With a lead established Liverpool set about trying to squeeze the life out of Aston Villa, and for much of the 20 minutes following the goal they dominated, with Mane having one chance cleared from the Villa goal-line. But for all this, Liverpool continued to look defensively brittle. Ings got through three times. The first time, with just over 20 minutes to play, Alisson blocked. The second, the flag went up for offside. The third, the goalkeeper beat his shot from an angle away and was somewhat fortunate that the ball didn’t land at the feet of the onrushing Carney Chukwuemeka.

But in the end the game rather ran out of steam, a state of affairs that suited Liverpool right down to the ground. It may have been extremely hard work, all the more than it needed to be for their own defensive sloppiness and indecision, but they got through it and, while the goal difference situation at the top of the Premier League is now against them, they are at least back level on points with Manchester City, for now. Following on from their 45-minute brain melt against Villarreal in the Champions League and an underwhelming home point against Spurs, this was a win that Liverpool needed.

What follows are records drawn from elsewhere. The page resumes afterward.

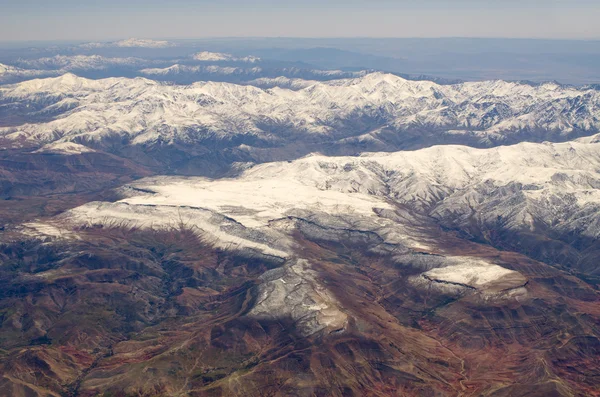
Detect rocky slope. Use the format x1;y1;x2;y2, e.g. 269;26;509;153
0;73;600;166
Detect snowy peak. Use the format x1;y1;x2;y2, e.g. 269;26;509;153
0;72;600;150
192;51;261;63
80;38;175;48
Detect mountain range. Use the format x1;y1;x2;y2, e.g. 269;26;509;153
0;66;600;397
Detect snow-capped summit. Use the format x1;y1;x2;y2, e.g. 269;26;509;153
16;55;149;73
0;72;600;150
80;38;175;48
192;51;261;63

But for all that, the injury to Fabinho and these signs of general fatigue are concerns, and they will have to raise their game substantially if they want to get anywhere near that quadruple. They got the win here and Jurgen Klopp’s players now have a tiny breather before their trip to Wembley to play Chelsea in the FA Cup final. Catching Manchester City remains the toughest part of completing it and victory at Villa Park does at mean that it remains on… for now. But they can’t afford any more slip-ups.